Although this situation involves alcohol, the truth is that much of life is about how much we borrow happiness from the future. We are driven to reduce our present pain and increase our present happiness, but we do so at the cost of future regret. We spend happily today and regret tomorrow when the credit card bill arrives. We overeat (and perhaps purge) today to reduce our pain, and feel even more shame tomorrow — and health effects the day after. We spend hours on social media rather than study, do chores or work, and the next day we curse our inefficiency.
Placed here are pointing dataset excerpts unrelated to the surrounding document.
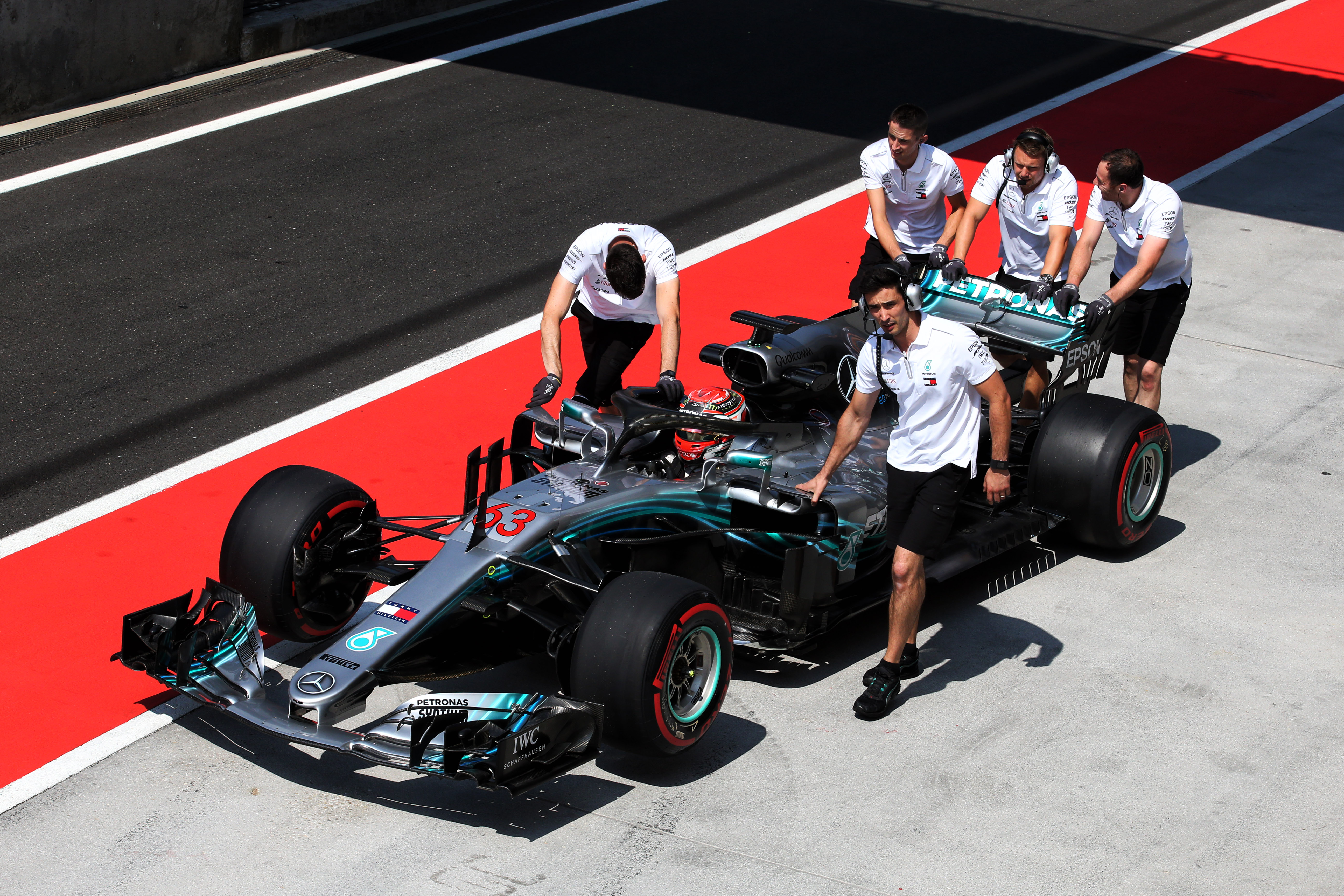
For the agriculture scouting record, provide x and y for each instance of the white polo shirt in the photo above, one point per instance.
(1156, 213)
(585, 267)
(914, 198)
(1025, 222)
(935, 385)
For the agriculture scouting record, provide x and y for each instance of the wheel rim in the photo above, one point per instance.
(694, 675)
(1144, 483)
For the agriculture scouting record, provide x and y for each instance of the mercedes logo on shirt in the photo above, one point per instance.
(316, 683)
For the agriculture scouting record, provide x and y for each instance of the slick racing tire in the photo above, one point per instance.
(656, 652)
(291, 533)
(1104, 464)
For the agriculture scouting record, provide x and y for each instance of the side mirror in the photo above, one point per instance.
(754, 461)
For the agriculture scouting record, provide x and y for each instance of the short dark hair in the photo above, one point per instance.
(911, 116)
(881, 277)
(1125, 167)
(1035, 143)
(626, 271)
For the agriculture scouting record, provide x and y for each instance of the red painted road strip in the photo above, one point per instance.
(408, 448)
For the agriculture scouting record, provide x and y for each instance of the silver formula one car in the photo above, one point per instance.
(635, 573)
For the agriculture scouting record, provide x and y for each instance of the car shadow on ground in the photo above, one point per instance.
(1190, 446)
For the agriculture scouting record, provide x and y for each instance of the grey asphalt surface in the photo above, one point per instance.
(1167, 722)
(165, 305)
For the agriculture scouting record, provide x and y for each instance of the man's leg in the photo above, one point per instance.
(908, 590)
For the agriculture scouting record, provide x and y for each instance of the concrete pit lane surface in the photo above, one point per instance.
(1164, 722)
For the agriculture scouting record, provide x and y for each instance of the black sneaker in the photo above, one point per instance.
(908, 668)
(879, 696)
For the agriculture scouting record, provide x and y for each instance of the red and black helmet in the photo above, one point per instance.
(709, 401)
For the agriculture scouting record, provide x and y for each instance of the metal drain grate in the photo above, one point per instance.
(171, 100)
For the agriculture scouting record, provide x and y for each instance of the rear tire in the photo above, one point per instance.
(299, 515)
(1104, 464)
(656, 652)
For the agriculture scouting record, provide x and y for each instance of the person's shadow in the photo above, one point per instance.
(971, 641)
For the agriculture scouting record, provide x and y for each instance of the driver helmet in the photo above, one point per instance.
(709, 401)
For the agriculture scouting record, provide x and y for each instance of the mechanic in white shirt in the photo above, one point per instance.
(908, 182)
(939, 373)
(1152, 273)
(1038, 205)
(626, 279)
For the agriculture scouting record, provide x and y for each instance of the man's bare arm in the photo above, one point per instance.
(851, 428)
(557, 305)
(1058, 245)
(888, 237)
(1143, 269)
(669, 299)
(998, 483)
(1082, 252)
(959, 207)
(975, 214)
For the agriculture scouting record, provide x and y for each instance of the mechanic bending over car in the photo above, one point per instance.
(1038, 203)
(939, 373)
(1152, 275)
(906, 182)
(626, 279)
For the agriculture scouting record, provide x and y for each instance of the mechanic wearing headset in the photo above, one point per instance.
(1152, 273)
(627, 283)
(939, 373)
(1038, 205)
(906, 182)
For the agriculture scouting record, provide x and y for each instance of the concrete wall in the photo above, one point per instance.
(302, 25)
(60, 53)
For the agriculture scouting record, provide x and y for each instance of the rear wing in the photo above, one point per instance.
(1013, 324)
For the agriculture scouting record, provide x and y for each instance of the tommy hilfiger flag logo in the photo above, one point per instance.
(398, 612)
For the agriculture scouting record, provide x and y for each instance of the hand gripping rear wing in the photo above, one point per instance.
(212, 651)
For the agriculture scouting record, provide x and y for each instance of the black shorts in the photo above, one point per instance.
(921, 507)
(876, 254)
(608, 347)
(1148, 321)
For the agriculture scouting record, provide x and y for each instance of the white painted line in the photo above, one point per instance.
(1242, 152)
(142, 726)
(150, 722)
(308, 99)
(1205, 39)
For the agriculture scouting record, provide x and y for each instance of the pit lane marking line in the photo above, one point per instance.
(401, 72)
(316, 96)
(80, 112)
(147, 723)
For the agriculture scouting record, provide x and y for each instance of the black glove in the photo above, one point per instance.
(1039, 291)
(545, 390)
(954, 271)
(671, 386)
(1065, 299)
(1097, 311)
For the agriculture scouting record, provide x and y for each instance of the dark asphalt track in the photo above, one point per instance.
(163, 305)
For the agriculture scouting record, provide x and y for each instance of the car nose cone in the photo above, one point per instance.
(316, 683)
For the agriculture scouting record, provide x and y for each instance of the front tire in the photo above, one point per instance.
(1105, 464)
(656, 652)
(283, 547)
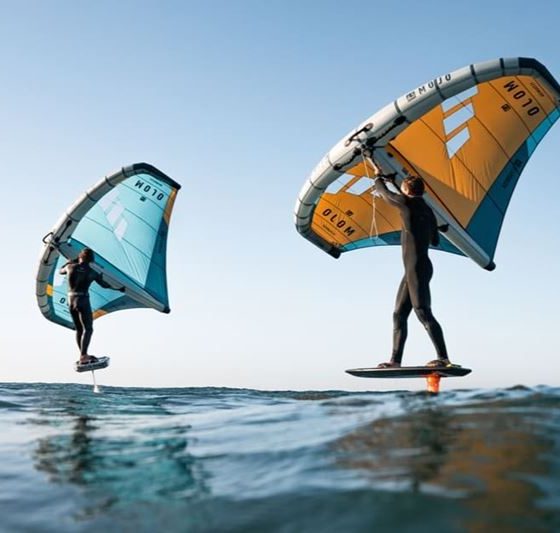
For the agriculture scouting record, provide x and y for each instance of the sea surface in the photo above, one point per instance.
(212, 459)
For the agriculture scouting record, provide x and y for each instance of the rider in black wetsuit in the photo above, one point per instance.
(80, 277)
(419, 230)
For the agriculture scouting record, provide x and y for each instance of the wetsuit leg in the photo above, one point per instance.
(419, 289)
(75, 313)
(403, 306)
(86, 318)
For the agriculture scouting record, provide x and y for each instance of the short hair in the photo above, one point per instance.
(415, 185)
(87, 255)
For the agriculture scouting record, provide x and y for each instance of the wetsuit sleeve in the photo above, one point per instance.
(392, 198)
(435, 232)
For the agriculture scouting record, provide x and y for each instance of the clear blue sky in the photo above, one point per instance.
(238, 100)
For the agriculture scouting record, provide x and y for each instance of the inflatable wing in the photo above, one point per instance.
(469, 134)
(124, 219)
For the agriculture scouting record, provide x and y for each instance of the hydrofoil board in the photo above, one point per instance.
(102, 362)
(410, 372)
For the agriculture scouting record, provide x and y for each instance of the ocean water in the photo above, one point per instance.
(211, 459)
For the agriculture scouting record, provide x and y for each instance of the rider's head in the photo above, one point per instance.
(85, 256)
(413, 186)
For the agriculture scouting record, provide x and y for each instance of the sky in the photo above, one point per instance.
(238, 101)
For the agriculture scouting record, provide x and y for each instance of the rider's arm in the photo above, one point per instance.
(392, 198)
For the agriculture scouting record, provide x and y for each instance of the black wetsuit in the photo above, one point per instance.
(80, 277)
(419, 230)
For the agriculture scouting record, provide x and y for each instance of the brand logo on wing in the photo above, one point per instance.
(457, 112)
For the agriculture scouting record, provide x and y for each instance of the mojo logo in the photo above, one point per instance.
(457, 112)
(338, 221)
(149, 191)
(520, 95)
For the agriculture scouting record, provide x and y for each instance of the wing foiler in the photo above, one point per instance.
(469, 134)
(124, 218)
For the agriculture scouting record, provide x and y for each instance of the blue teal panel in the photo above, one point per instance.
(126, 229)
(394, 238)
(485, 225)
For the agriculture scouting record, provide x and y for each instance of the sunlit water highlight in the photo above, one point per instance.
(209, 459)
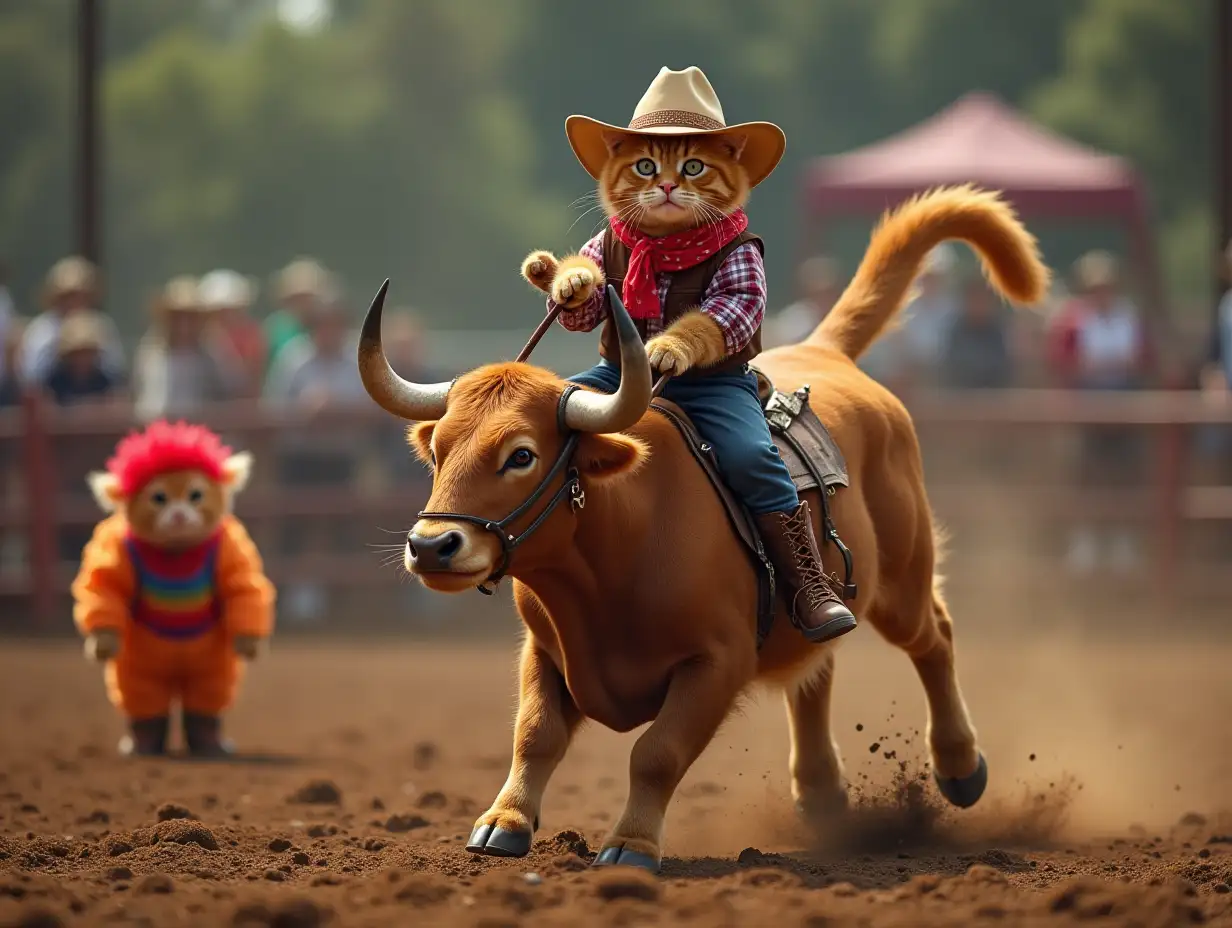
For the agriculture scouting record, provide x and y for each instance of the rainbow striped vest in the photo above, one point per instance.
(175, 595)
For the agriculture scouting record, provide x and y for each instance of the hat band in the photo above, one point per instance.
(675, 117)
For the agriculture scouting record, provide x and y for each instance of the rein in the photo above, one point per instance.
(563, 464)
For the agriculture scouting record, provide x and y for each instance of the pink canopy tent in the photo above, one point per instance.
(980, 139)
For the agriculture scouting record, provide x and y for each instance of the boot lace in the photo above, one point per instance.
(814, 583)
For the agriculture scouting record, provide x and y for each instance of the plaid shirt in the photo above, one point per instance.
(736, 297)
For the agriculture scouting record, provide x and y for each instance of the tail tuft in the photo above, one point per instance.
(1008, 253)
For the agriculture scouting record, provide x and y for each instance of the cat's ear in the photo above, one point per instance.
(733, 144)
(615, 141)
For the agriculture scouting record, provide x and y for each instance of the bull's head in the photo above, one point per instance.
(506, 444)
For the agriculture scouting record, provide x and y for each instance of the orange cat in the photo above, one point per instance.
(678, 250)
The biggest problem with borrowing happiness from tomorrow is that it results in a tomorrow that is bereft of happiness. If that borrowed happiness came through alcohol, our tomorrow is usually sad, sick and lonely. If it came from overeating or overspending, our tomorrow is full of shame. If it came from time wasted on social media, our tomorrow is full of self criticism and the pressure of things not done. Whatever our method of borrowing happiness, we’ve made our tomorrow worse. And when that tomorrow becomes today, the misery we are stewing in makes us desperately want to be happier. And so we borrow happiness again, this time from the new tomorrow, in an ongoing vicious cycle.

This is what is often at the root of our self defeating and destructive behavior. Whatever made us borrow happiness from tomorrow in the first place can be long forgotten, but the cycle of borrowing continues, feeding on itself day after day, deepening the unhappiness and driving our need to borrow from tomorrow yet again.

Therapy can certainly help to break the cycle. But often, simple self awareness is enough to change our behavior. Keeping a record of how much we drink, or how many hours we spend on social media, or when and how much we smoke, ate or spent, is often enough to change things.